While Democrats couldn’t overcome Republican resistance to a bigger spending program, Republicans cynically exploited the slow recovery from the Great Recession. The steady, but languid, recovery figured prominently in the Republican takeover of Congress, as well as their presidential election victory in 2016.

Our current pandemic-induced economic downturn is by some credible accounts worse than the Great Recession. Yet, with the regularity of sunrise and sunsets, Republicans are again spewing their Quackery-on-Deficits. As for the disproportionate damage and death that Covid-19 has inflicted on the poor, medical and emergency personnel, workers in the food sector, and people of color . . . for Republicans, that’s how the cookie crumbles, apparently. Or as the President has said in a recent interview, “It is what it is.”

What we’re not debating is how much help we currently provide to better off Americans. Consider people who benefit from low interest rates and subsequent rising stock values. Remember, the current low interest rates are a matter of public policy; they’re not the “natural” result of some mythical “free market.

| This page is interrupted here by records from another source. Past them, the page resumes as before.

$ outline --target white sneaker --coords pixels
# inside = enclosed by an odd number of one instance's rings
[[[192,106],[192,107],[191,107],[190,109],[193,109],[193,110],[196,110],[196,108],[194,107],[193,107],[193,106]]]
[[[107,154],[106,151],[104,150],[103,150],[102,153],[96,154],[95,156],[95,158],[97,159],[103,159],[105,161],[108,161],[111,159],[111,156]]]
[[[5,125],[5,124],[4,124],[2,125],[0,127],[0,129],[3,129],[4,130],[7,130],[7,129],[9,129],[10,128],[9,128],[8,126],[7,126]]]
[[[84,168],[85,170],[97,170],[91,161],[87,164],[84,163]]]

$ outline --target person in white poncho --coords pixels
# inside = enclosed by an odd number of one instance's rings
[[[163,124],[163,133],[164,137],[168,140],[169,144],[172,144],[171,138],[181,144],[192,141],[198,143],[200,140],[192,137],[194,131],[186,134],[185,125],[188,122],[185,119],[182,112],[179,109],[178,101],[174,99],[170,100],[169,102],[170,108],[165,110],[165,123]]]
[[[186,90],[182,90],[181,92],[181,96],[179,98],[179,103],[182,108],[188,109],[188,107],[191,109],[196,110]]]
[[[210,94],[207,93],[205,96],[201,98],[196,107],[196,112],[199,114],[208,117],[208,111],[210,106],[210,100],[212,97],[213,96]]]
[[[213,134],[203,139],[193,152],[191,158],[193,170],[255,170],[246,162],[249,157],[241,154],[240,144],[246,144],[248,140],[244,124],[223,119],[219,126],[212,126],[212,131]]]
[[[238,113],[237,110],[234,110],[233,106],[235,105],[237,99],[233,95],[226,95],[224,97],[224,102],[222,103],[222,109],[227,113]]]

Low interest rates help goose stock values. Rising stock values help less than 52% of American families, with most of the value going to a much smaller, higher income slice of U.S. households. Additionally, Americans with growing 401(k) stock and fund portfolios have been given a very generous one-year holiday from required minimum distributions, which also provides a significant financial benefit to individuals with significant IRA accounts. Those most adversely affected by the Covid-19 health and economic crisis don’t generally have significant IRA or 401(k) accounts.

Low interest rates help homeowners to reduce their monthly mortgage payments by refinancing. Those who can afford down-payments and other closing costs associated with purchasing homes can purchase homes with lower monthly mortgage payments. In fact, refinancing and loan originations on new home purchases are booming, but, again, the beneficiaries are not among those most adversely affected by the current economic and public health crisis.

Those households still in the workforce and receiving employer provided health insurance continue to benefit from the over $150 billion dollars worth of tax exempted assistance that employers receive for providing health insurance to their employees. Without that uncapped tax benefit, around half the nation’s population would have to pay more for their health insurance or receive less generous coverage.

Yet virtually every form of public assistance to those not eligible for employer provided health insurance is under militant assault by the GOP and the Trump Administration. Similarly much of the assistance to the poor, unemployed, or those who’ve been devastated by the current public health and economic crisis are faced with a Republican Party whose members believe such assistance unwisely coddles American workers and small businesses.

While we heap benefits on better-off households, we threaten to worsen conditions for those who already live at the margins. We generously underwrite and subsidize the housing costs of better-off households. Yet we add to the economic terror of individuals whose jobs are most at risk and who are most likely to be thrown out of their rented housing.

Better off households tend to receive most of their benefits via provisions of the tax code, whether directly or through subsidies provided to their employer. In fact, in a symbolic expression of how heartless and tone deaf the GOP and Trump Administration are, they’ve included enhanced meal and entertainment expense deductions in their most current version of pandemic relief. It would be laughable if it wasn’t so cynical.

Of course, tax benefits or tax expenditures are just other forms of public spending. Republicans, however, rarely agree to reduce or adjust those to manage budget deficits or the national debt. So the publicly produced tax benefits that are showered on the most affluent are left mostly intact. On the other hand, help for the less-well-off is almost always up on the chopping block when Republicans decide that deficits suddenly matter. Right now, it’s a matter of kicking folks when they’re already down.